By: Howard Frank, University of Florida, IFAS

Spermacoce verticillata or southern Larraflower or false shrubby buttonweedPest mole crickets cause severe damage to:

  • A. sports turf and home lawns
  • B. pastures
  • C. organic vegetable plantings in Florida

In 1988 and again in 1989 the UF/IFAS Mole Cricket Research Program imported Larra bicolor wasps from Bolivia and released them in Alachua County. The idea was that they should spread and provide some level of free biological control of mole crickets.

Well, the population of the wasp has been spreading. Beginning with the established population in Alachua County, it has spread to Putnam, Clay, St Johns, Volusia, Levy and Citrus counties. Eventually, in many years, it should spread everywhere in Florida. But, sightings of the wasps in the above counties were not the result of anybody organizing a program to scout for them.
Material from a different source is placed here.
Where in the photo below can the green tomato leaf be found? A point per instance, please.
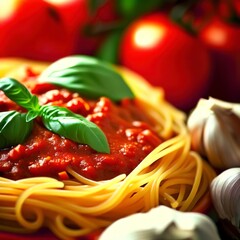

Additionally, retired Brevard County director Lowell Loadholtz visited Alachua County in 2001, was supplied with wasps (he helped to catch them), took them back to a release site he had prepared in Brevard County, and this year has announced that a population is established That speeds up distribution of the Larra bicolor population and helps to control pest mole crickets first at the release site, and then gradually (as the wasp population spreads) throughout Brevard County

In 2002, David Shibles, extension environmental horticulturist in Polk County, has planned for a release of some wasps there – these are wasps to be caught in Alachua County this fall.

Additionally, extension director Chuck Lippi in Flagler County has started a little program, that takes him very little time, to find out whether the wasp population has spread to his county. I had some potted wildflowers delivered to him at Bunnell. He put them in a place near his office that has bahiagrass and mole crickets. He keeps the plants watered and looks at them from time to time to see whether Larra bicolor wasps are present and feeding on them. (Sunny days near noon are good). The wildflower is Spermacoce verticillata, a plant that we are calling southern Larraflower. If and when he sees Larra bicolor wasps he will try to catch one and mail it to me to confirm its identity. That's all.

Adult Larra bicolor females feed on nectar to gain energy for flight and nutrition for egg maturation. L. bicolor adults preferably feed upon nectar produced from the wildflower Spermacoce verticillata (southern Larraflower or false shrubby buttonweed), so deliberate planting of this wildflower helps
to sustain year-round L. bicolor populations in Florida.

We hope to start a program like the one at Bunnell in the following counties: Baker, Bradford, Columbia, Dixie, Duval, Gilchrist, Hamilton, Hernando, Lafayette, Lake, Marion, Nassau, Orange, Osceola, Pasco, Seminole, St Johns, Sumter, Suwannee, and Union. I will supply plastic vials to put collected wasps into. The person who delivers the plants will answer any questions.